There's a lot more that I could say about this book, but much of it is details that I'd like for you to discover yourself as you read it. I loved seeing Dini interact with his fellow writer and artists on Batman: The Animated Series, and his comment that the story of the produciton of that series deserves its own graphic novel is something I'd love for him to swing back to at some point. It's interesting to see that one particular character, the one Dini is most associated with, Harley Quinn, only makes her first appearance at the very end of the book, but it feels right, as it's only when Dini sort of comes back to himself that Harley, who is so filled with joy and zeal, can talk to him again (although Haroley's voice actress, Arleen Sorkin, appears as one of Dini's few close friends repeatedly in the book).

Also, as a fanboy, I have to point out there are some wonderful nuggets for the Batman fan, despite this not being a book about Batman in the fictional story sense. There's a tidbit about an initial thought on Joker's fate in the world of Batman Beyond that is chilling. And there's a three page scene that reveals a treatment for an episode of Batman: The Animated Series that never was, one featuring characters from The Sandman, that I don't want to spoil any more about it, but wow, I would love to have seen this animated, and if not, Mr. Dini, if you're reading this, that would make a heck of a one-shot, I'm just saying.
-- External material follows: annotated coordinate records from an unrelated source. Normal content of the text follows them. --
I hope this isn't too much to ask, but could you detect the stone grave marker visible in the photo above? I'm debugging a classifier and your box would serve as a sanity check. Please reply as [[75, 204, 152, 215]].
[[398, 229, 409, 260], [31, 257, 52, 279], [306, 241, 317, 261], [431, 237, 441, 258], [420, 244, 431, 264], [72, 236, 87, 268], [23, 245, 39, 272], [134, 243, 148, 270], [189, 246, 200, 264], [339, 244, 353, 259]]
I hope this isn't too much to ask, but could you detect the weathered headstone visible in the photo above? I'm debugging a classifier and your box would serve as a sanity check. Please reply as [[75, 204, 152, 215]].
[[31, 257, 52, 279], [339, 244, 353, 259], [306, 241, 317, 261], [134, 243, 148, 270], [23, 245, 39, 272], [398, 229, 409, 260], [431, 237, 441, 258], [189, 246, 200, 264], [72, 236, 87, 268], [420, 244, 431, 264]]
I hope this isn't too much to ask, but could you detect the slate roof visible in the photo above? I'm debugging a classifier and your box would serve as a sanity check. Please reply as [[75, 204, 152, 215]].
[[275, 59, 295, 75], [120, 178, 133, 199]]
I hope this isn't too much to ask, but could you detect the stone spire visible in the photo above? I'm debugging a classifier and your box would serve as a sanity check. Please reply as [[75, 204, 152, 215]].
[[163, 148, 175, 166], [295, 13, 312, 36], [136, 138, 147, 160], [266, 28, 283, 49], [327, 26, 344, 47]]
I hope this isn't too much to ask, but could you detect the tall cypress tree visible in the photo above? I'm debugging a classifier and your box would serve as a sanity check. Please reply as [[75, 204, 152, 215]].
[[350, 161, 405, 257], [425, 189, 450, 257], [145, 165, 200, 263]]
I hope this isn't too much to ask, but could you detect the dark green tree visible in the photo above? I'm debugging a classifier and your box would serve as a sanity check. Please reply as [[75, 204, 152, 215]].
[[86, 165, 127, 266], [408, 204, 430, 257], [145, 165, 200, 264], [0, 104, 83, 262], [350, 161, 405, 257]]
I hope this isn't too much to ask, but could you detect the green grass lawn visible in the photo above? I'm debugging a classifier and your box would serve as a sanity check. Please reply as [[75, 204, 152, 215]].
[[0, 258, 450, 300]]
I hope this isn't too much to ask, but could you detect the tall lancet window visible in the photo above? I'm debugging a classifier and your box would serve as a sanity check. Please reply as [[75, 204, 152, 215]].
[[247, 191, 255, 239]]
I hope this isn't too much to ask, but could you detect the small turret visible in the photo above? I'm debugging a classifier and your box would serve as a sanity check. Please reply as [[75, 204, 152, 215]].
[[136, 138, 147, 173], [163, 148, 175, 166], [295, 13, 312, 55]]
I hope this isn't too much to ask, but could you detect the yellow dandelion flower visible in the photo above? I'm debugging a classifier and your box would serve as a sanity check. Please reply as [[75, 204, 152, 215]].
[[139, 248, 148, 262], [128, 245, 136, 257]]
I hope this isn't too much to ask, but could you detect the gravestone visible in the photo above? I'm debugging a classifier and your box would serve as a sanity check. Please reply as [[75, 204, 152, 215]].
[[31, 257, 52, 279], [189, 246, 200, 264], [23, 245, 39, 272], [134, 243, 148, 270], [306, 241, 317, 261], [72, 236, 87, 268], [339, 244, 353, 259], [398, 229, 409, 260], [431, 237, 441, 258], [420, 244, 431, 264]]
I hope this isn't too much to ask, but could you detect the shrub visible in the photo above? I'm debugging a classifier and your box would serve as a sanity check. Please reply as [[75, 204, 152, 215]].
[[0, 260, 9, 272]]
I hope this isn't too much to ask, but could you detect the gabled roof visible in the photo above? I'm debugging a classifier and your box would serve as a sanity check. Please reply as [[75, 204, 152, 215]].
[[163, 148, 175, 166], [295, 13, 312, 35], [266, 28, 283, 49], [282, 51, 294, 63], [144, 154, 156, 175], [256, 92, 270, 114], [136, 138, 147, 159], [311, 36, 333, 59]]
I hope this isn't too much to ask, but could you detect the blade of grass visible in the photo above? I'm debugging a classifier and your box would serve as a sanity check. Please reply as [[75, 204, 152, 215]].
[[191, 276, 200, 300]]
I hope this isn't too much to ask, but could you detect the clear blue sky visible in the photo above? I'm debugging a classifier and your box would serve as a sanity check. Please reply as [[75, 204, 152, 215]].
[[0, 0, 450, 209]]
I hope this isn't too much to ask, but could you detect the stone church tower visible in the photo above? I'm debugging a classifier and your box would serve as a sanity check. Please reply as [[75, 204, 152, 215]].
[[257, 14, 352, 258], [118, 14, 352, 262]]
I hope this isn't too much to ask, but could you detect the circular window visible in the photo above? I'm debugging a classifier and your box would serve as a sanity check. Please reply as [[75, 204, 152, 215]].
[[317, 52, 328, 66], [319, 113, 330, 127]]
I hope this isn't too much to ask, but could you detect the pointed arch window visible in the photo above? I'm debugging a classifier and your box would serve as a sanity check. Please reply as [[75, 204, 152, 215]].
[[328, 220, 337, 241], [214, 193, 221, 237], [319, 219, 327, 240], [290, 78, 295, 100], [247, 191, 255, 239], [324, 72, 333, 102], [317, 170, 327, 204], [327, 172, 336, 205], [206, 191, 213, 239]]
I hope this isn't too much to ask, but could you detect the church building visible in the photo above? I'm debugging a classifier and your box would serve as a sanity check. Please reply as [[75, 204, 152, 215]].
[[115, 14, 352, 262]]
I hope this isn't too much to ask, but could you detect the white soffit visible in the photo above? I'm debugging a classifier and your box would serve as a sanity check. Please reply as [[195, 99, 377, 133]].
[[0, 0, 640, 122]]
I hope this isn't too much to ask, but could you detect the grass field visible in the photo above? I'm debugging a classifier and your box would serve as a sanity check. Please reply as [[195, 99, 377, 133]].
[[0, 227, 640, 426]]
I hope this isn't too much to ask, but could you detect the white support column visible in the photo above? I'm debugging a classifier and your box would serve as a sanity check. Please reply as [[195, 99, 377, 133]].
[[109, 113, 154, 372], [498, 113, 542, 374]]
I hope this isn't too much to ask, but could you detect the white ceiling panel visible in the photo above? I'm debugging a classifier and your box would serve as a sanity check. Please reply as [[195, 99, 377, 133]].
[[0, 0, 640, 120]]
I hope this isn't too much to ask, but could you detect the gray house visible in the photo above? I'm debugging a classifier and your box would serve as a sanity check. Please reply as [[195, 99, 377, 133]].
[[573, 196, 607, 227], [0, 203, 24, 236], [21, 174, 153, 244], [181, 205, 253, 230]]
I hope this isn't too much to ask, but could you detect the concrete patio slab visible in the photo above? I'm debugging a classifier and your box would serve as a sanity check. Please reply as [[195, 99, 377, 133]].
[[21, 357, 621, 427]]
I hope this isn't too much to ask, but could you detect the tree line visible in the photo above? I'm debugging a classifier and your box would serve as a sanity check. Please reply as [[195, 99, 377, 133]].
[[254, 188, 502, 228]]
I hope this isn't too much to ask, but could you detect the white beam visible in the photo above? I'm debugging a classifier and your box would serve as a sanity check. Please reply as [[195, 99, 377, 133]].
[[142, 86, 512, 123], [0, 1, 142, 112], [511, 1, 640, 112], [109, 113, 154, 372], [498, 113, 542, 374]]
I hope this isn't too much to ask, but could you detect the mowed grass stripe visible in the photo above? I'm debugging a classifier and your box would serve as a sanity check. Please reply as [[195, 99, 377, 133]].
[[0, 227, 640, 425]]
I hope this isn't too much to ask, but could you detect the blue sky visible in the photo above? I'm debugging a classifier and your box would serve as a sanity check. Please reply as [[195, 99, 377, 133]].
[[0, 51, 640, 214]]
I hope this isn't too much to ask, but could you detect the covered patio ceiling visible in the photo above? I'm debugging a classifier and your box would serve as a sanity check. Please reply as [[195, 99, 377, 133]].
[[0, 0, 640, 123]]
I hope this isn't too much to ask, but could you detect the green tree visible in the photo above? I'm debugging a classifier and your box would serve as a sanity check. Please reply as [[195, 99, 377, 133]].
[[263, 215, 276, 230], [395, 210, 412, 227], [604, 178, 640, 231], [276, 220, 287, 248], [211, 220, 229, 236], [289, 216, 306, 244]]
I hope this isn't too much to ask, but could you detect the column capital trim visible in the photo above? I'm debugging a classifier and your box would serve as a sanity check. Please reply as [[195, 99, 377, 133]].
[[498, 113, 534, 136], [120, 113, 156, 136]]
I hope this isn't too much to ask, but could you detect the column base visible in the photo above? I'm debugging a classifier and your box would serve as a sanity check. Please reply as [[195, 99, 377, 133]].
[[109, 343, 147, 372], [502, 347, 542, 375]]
Batman means a lot to me, personally. He's been my friend, my confidant, and my inspiration for many, many years. And it makes me feel a kinship to Paul Dini that he has done the same thing. Dark Night is a book about finding hope and standing up. It's one of the best graphic memoirs I've read in a long time, a mix of fact and fantasy that takes full advantage of the medium, and a worthy addition to anyone's Batman library.

Dark Knight: A True Batman Story is available in hardcover at comic shops and wherever books are sold.